Gallup’s term humanzee became well known in the 1970s after the emergence of a creature known as Oliver – a bald chimp who walked on his hind legs.

But tests conducted on Oliver in 1996 proved once and for all that the animal had 48 chromosomes and was therefore not a human-hybrid.

Gallup said: “It was proven that Oliver was not a humanzee despite the fact that he looked very similar in terms of assuming an upright posture and having a protruding nose and all kinds of other things.”

And Gallup, who teaches biopsychology at the University at Albany in New York, insists that humans can be crossbred with all the great apes – not just chimpanzees.

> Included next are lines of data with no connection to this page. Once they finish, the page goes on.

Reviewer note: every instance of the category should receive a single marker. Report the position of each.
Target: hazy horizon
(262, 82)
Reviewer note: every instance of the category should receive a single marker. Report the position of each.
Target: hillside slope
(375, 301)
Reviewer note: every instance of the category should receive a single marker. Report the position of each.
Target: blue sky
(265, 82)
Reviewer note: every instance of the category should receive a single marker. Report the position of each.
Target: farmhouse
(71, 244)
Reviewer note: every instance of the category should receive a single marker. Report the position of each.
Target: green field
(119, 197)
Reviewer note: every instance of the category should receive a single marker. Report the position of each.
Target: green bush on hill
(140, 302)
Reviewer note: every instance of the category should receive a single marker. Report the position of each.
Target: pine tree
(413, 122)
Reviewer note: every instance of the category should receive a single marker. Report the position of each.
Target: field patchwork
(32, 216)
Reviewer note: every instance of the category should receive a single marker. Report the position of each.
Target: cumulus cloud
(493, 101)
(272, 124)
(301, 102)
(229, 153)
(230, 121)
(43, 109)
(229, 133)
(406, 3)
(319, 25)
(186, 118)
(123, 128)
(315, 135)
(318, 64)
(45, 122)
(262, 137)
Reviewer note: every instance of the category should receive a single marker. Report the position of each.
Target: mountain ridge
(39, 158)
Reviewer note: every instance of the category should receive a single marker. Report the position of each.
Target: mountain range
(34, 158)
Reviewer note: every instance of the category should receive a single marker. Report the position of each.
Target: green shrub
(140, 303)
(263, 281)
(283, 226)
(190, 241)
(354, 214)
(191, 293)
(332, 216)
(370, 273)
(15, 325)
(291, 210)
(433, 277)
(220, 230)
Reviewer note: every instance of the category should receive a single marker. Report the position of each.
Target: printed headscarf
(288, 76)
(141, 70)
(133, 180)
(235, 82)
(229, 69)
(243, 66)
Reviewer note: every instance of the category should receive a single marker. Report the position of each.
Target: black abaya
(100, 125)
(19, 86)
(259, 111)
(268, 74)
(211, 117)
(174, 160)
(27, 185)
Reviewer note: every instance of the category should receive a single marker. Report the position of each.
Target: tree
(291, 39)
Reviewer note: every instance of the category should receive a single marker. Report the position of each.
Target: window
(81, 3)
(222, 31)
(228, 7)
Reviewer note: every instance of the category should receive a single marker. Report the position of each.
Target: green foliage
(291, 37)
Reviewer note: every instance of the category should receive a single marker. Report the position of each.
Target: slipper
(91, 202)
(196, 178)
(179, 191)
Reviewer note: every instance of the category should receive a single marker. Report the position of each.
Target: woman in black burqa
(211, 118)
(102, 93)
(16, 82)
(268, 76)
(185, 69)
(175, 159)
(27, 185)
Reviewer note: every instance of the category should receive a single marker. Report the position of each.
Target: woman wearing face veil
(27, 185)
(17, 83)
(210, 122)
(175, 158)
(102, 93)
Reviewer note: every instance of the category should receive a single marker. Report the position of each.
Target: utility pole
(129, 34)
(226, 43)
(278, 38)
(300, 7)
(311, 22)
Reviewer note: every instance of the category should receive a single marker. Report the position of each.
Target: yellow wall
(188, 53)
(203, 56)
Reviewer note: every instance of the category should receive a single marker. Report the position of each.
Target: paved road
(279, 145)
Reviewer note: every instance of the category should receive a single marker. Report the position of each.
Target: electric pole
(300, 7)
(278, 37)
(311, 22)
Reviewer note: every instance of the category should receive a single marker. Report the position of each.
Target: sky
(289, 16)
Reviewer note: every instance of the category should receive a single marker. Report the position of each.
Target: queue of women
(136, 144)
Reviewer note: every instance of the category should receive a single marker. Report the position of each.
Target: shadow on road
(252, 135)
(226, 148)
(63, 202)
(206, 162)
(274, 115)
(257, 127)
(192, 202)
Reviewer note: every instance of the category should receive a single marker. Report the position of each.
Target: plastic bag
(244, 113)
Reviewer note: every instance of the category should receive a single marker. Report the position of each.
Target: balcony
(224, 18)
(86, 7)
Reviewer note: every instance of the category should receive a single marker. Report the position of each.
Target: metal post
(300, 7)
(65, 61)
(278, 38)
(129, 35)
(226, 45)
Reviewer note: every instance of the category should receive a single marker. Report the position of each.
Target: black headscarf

He said: “All of the available evidence both fossil, paleontological and biochemical, including DNA itself, suggests that humans can also breed with gorillas and orangutans.

“Humans and all three of the great apes species are all descended from a single common ape-like ancestry.

“I’ve also coined what would be the appropriate terms to refer to human-gorilla hybrids and human-orangutan hybrids which would be a ‘hurilla’ and a ‘hurang’.”

Asked whether he would be in favour of a humanzee being brought into the world, Gallup replied: “I think it’s a fascinating question and I think it would have profound psychological and biological implications.

“But whether the cost would justify the benefit is the other question in this equation.”